I recently was confronted with a stack of six Cisco 3750X switches that were experiencing intermittent outages. The symptoms were random, but included switches being removed from the stack randomly, PoE drops, and full blown switch crashes with reloads. If anyone has worked with Cisco stacks, you know how long it takes the entire stack to reload and elect a new master.
Troubleshooting the situation, I found that the switch stackwise ports were flapping. All of them were reporting up/down notifications at random intervals.
I brought the stack down, removed all of the stack cables and brought the stack up one switch at a time. I wanted to test the physical stack cables as I assumed there must one or more cables with issues.
By connecting the stackwise cable in a loop on the master, one can verify the physical operation of each cable.

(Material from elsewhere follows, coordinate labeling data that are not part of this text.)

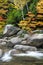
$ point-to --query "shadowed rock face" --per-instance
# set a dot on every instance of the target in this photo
(10, 30)
(25, 48)
(1, 52)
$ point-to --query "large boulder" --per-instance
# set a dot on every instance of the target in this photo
(36, 40)
(10, 30)
(15, 40)
(25, 48)
(1, 52)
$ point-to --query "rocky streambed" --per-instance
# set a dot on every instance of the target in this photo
(18, 46)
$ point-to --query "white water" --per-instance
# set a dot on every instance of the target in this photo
(6, 57)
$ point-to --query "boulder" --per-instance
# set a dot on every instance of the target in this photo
(25, 48)
(15, 40)
(14, 51)
(10, 30)
(36, 40)
(1, 52)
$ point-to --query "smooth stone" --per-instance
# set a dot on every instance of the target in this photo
(3, 43)
(15, 40)
(25, 48)
(1, 52)
(36, 40)
(10, 30)
(14, 51)
(24, 42)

SM: Detected stack cables at PORT1 PORT2
%STACKMGR-4-STACK_LINK_CHANGE: Stack Port 1 Switch 1 has changed to state UP
%STACKMGR-4-STACK_LINK_CHANGE: Stack Port 2 Switch 1 has changed to state UP
Switch# show switch stack-ports
Switch# Port 1 Port 2 ——– —— —— 1 Ok Ok
I monitored each cable for 5 minutes until satisfied that there was no issue. However; one cable when connected began to flap up/down.

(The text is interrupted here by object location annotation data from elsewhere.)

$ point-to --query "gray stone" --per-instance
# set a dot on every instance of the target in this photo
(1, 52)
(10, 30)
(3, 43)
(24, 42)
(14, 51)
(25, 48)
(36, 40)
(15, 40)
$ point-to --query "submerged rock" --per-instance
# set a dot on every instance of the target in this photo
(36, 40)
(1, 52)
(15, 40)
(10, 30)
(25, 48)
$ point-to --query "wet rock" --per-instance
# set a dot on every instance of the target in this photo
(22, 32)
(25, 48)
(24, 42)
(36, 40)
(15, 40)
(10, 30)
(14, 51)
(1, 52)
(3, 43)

%STACKMGR-4-STACK_LINK_CHANGE: Stack Port 1 Switch 1 has changed to state DOWN
%STACKMGR-4-STACK_LINK_CHANGE: Stack Port 1 Switch 1 has changed to state UP
%STACKMGR-4-STACK_LINK_CHANGE: Stack Port 2 Switch 1 has changed to state DOWN
%STACKMGR-4-STACK_LINK_CHANGE: Stack Port 2 Switch 1 has changed to state UP
%STACKMGR-4-STACK_LINK_CHANGE: Stack Port 1 Switch 1 has changed to state DOWN
Interestingly enough, once the bad cable was removed from the stack, ALL of the issues with the switch stack were resolved.